MARTIN DUPONT ET DEAR DEER, RENCONTRE DU TROISÈME TYPE
(Le genre de line-up qui fait dire à l’univers : tiens, mélangeons la soie et le papier de verre, ça va faire un concert)
Samedi 13 décembre, Martin Dupont joue au Bal Chavaux (La Marbrerie) à Montreuil avec Dear Deer.
Je suis joie.
Celle où tu sais que tu vas voir deux trucs complètement opposés, mais complémentaires comme un couteau et une plaie.
L’un te glace.
L’autre t’allume.
Et toi, au milieu, t’es juste un organisme soumis.
Martin Dupont, c’est le plus beau mensonge de l’histoire de la cold wave française.
Rien dans leur nom ne prépare au choc.
Ça sonne assureur mutualiste, feuille d’imposition, relevé d’identité bancaire.
Et pourtant… ça finit remixé par les Américains les plus stylés du game.
Ils reviennent d’ailleurs d’une tournée américaine.
Pourtant à l’origine (Marseille, 1982), ils arrivent comme des fantômes polis dans une scène plutôt rock ou punk.
Sur scène, tu t’attends à un type qui fait du Sudoku en charentaises.

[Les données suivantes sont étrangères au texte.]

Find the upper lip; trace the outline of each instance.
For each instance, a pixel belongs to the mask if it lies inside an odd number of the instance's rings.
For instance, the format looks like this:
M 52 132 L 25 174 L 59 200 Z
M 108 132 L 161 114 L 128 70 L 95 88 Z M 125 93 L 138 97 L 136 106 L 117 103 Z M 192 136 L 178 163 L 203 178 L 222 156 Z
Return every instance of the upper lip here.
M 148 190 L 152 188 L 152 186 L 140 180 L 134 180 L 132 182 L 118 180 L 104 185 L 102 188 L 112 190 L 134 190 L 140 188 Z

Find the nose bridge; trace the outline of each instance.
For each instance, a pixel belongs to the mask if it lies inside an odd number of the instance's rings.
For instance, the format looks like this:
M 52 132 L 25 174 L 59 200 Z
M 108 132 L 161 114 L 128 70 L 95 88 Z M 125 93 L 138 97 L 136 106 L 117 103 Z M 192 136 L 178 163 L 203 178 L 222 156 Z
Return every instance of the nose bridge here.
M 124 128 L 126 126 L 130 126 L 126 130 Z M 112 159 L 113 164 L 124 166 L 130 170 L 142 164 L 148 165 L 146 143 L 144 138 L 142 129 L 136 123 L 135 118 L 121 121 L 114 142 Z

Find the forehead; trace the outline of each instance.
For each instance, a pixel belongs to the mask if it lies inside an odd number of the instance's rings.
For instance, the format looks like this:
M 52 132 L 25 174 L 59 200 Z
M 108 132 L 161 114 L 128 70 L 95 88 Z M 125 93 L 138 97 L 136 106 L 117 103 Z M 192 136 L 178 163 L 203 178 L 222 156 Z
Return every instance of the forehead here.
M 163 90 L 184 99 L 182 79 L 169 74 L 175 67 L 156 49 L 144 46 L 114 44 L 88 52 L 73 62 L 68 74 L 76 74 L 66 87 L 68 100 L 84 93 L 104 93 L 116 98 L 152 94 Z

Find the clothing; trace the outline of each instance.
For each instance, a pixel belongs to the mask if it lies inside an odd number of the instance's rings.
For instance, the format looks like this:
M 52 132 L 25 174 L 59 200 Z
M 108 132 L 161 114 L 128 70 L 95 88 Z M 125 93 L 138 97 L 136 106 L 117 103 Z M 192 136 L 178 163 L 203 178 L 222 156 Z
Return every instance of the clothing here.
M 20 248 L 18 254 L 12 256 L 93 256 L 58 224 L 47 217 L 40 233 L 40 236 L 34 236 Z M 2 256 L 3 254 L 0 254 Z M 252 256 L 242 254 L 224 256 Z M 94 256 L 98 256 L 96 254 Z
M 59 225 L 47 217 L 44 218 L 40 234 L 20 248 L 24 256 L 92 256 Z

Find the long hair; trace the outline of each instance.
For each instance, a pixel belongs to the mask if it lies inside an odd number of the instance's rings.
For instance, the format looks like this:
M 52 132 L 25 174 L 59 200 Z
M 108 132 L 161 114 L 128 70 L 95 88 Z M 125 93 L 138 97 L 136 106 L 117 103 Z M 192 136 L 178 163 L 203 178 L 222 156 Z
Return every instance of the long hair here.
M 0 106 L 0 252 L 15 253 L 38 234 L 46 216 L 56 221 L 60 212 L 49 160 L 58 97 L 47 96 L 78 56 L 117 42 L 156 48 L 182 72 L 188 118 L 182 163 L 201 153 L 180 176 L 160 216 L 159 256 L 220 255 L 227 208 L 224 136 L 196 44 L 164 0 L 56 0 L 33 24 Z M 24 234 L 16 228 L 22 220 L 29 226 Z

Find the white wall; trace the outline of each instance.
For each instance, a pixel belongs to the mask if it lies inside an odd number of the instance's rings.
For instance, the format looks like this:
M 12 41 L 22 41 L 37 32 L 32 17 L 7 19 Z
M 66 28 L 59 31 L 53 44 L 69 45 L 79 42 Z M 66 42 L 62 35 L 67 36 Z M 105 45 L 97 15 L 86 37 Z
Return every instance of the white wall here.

Et tu te prends un darkwave élégant, minimaliste, noir.
Séparés en 1987.
Puis ressuscités par la scène américaine (New York en premier), remixés, réédités, reprogrammés.
Martin Dupont a retrouvé une vie près de vingt ans après la dissolution du groupe.
Parce qu’ils ont ce que les États-Unis rêvent parfois de produire : une cold wave raffinée, sans ironie, sans pose, sans excès.
Juste une atmosphère.
Résultat : des années après leur séparation en 1987, des artistes américains tombent dessus, hallucinent, et les remixent — dont un protégé de Kanye West.
Et ils tournent aujourd’hui avec le statut de groupe culte.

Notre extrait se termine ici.